The company looked tired, unrehearsed and never much involved in the ongoing drama; not to mention the number of small and annoying accidents that marred the first two acts. Although Johan Kobborg and Alina Cojocaru are acclaimed interpreters of Onegin and Tatiana, their first two duets lacked dramatic vibrancy and showed little of the perfect partnership many remember so fondly. Steven McRae, as Lensky, looked just fine, but did not shine as he normally does. He is an ideal Lensky, for he seems to have come straight out of a Romantic painting, but in the well-known solo in Act II he did not project in full the desperation of a young man who is going to die. Cranko had set specific instructions and tempi for the various movements, to achieve a spine-chilling emotional effect. Alas, none of those well-preserved directions seems to have been taken into account. Next to him, Akane Takada, as Olga, indulged in a purely technical display of bravura that detracted greatly from the dramatic depths of her part.

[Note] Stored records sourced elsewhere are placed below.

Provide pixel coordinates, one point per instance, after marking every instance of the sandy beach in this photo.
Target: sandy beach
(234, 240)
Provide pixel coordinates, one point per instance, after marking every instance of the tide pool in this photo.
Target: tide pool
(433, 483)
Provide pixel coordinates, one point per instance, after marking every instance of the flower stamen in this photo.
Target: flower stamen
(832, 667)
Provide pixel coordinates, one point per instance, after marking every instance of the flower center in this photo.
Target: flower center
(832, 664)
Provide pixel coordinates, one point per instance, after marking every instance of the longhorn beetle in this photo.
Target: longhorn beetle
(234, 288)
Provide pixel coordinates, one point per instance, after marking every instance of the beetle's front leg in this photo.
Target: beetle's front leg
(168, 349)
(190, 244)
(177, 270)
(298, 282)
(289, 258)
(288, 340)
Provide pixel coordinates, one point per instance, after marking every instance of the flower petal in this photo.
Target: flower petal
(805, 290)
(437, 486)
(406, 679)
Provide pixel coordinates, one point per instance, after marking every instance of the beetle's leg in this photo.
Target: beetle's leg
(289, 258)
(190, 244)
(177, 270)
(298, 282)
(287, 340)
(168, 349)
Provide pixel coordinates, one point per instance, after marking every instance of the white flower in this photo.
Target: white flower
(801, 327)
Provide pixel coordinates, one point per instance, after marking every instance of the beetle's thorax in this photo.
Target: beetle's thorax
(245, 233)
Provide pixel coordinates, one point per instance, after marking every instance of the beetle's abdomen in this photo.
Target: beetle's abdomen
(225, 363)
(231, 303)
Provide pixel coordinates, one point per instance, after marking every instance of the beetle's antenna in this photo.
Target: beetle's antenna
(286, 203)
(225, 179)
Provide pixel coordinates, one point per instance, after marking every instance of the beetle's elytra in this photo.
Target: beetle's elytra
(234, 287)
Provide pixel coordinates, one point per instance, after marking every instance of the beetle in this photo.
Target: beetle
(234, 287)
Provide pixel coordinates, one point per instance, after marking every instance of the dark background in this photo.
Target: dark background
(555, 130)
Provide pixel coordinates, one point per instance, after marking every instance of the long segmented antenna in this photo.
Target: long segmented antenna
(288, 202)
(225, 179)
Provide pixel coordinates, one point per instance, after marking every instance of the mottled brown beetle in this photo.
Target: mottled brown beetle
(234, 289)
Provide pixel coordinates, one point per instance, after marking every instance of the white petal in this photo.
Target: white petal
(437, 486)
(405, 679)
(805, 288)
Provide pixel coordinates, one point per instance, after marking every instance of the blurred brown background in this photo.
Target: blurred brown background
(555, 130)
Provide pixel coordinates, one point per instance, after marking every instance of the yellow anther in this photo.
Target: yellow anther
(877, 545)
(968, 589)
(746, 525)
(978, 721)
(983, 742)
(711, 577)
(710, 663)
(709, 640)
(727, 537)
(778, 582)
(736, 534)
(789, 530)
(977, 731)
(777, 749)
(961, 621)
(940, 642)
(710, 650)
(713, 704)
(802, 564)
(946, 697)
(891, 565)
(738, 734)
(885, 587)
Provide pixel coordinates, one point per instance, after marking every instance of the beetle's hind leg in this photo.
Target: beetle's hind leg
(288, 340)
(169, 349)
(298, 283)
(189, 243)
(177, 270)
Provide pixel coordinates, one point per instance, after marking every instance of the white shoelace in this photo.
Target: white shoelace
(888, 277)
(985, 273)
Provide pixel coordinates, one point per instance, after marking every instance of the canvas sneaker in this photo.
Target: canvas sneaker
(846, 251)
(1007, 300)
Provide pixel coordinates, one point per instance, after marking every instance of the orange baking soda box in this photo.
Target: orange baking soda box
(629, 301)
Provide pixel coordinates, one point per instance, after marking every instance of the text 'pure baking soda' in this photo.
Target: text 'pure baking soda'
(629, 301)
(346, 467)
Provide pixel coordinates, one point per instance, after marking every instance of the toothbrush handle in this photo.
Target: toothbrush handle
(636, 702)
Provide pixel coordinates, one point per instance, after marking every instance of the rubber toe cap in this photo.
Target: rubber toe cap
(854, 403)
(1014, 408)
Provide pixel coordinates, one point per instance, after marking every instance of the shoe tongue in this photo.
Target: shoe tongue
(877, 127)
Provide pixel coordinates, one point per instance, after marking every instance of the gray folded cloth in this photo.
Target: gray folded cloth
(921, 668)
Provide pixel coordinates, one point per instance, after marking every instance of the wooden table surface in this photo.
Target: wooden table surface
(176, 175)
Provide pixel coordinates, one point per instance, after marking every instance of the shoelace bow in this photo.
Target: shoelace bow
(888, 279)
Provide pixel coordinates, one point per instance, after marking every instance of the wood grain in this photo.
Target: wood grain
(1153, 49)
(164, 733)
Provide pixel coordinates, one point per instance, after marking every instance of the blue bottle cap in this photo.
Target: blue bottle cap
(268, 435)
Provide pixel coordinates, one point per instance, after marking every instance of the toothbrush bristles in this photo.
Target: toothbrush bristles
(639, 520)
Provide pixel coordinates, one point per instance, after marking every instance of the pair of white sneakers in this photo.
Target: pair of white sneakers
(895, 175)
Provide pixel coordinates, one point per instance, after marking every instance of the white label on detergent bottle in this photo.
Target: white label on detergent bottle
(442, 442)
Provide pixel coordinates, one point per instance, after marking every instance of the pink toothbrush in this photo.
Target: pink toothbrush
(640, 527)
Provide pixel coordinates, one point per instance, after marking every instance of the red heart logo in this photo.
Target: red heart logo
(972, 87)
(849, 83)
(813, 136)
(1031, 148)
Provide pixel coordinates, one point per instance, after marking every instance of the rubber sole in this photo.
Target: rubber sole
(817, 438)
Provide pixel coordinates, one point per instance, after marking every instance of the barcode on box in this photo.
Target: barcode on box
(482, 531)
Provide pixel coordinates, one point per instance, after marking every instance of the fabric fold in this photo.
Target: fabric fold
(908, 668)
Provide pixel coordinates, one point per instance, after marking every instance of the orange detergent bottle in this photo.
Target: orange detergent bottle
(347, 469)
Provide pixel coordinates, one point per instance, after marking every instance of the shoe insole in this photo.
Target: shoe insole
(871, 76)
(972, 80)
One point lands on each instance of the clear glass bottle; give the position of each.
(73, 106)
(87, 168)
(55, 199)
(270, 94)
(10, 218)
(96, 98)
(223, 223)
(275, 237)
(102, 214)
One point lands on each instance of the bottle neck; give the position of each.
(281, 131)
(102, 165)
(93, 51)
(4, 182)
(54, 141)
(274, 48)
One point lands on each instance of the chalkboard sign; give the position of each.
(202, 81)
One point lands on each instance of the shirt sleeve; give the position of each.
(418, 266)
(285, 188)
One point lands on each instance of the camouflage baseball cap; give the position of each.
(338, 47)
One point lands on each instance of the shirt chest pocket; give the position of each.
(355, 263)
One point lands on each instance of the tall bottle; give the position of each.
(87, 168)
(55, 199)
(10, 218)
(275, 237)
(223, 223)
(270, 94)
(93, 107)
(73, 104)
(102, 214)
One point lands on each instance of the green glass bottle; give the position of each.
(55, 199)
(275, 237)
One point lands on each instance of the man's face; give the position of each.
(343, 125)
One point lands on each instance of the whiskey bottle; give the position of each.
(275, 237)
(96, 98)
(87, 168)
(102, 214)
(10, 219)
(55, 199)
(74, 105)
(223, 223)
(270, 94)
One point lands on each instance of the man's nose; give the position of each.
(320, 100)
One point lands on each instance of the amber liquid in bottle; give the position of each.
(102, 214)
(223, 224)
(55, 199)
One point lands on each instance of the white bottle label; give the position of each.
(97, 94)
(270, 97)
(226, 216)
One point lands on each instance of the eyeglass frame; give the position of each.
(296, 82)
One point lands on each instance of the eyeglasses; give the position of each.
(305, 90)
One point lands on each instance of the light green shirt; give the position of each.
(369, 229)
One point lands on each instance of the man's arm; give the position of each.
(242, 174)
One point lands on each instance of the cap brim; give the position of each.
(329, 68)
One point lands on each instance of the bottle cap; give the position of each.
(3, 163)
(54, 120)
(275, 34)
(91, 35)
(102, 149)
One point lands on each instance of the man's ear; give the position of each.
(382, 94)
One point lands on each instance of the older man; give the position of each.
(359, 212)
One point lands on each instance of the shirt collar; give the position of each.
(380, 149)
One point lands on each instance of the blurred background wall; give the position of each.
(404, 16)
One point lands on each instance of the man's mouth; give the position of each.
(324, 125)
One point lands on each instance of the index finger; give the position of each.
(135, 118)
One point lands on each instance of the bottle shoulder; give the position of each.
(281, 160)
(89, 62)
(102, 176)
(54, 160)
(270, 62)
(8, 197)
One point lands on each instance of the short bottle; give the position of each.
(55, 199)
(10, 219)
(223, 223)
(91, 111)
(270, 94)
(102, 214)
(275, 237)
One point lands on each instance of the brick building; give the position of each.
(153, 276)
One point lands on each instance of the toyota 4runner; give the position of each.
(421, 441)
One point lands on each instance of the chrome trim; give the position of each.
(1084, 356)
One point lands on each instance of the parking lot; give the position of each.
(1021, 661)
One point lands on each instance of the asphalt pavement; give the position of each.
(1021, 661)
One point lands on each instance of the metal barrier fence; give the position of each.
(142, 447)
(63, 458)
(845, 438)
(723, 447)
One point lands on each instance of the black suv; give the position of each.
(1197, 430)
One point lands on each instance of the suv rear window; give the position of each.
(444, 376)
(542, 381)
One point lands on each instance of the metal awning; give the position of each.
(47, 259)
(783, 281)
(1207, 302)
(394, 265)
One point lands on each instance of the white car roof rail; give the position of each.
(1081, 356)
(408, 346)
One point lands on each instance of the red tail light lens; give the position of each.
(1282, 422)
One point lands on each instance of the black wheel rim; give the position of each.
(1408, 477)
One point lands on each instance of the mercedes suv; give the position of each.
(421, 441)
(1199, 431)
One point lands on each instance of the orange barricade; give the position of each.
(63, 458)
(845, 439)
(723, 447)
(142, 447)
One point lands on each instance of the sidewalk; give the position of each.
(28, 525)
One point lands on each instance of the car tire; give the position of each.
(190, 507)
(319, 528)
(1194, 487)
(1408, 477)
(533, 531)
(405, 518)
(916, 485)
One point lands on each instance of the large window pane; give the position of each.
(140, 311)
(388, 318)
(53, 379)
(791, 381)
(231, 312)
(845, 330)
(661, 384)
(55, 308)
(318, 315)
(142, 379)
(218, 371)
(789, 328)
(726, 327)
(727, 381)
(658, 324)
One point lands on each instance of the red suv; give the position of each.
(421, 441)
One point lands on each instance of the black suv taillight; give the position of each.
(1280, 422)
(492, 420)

Luckily, things improved considerably in the last act. The final duet, in which Tatiana overcomes her youthful longings and rejects Onegin, brought the house down and showed Cojocaru and Kobborg at their best. I think that the blame ought to fall on those who restaged it so carelessly, overlooking the subtleties of that central interaction between dance and drama mentioned above. If you want to see what a good Onegin should look like — that is, in stylistic and dramatic terms — just go on YouTube and see the recent breathtaking performance of the Paris Opera Ballet, with the new sensation Mathias Heymann as Lensky.

Earlier in the week, Russell Maliphant presented a revised and extended version of Afterlight, the superb solo he created last year for the Inspired by Diaghilev programme at Sadler’s Wells. Central to the work are the drawings that the legendary Nijinsky drew while under mental care. Nijinsky’s somewhat obsessive circular lines inform the rotating choreographic motifs first expounded in the solo and then developed in the following sections. In each part, the dancers’ action is constantly circumscribed by lighting designs (by Michael Hulls) and animation effects (by Jan Urbanowski and James Chorley),which illustrate the claustrophobic constraints of Nijinsky’s mental state.

Maliphant has also developed the first solo’s use of quotations in the new sections, referring more or less indirectly to dance images from Nijinsky’s time. Yet those visual traces are never too overwhelming, although some Isadora Duncan-like ideas in the second section could have been dealt with more subtly. Quotations appear also in Andy Cowton’s music for the new parts, creating a subtle game of references, with the solo set to Satie’s Gnossiennes 1-4. At just under an hour, the whole work sometimes looks overstretched, even though the performances of David Proietto, Silvina Cortés and Olga Cobos captivate the viewer with their sheer beauty and intensity.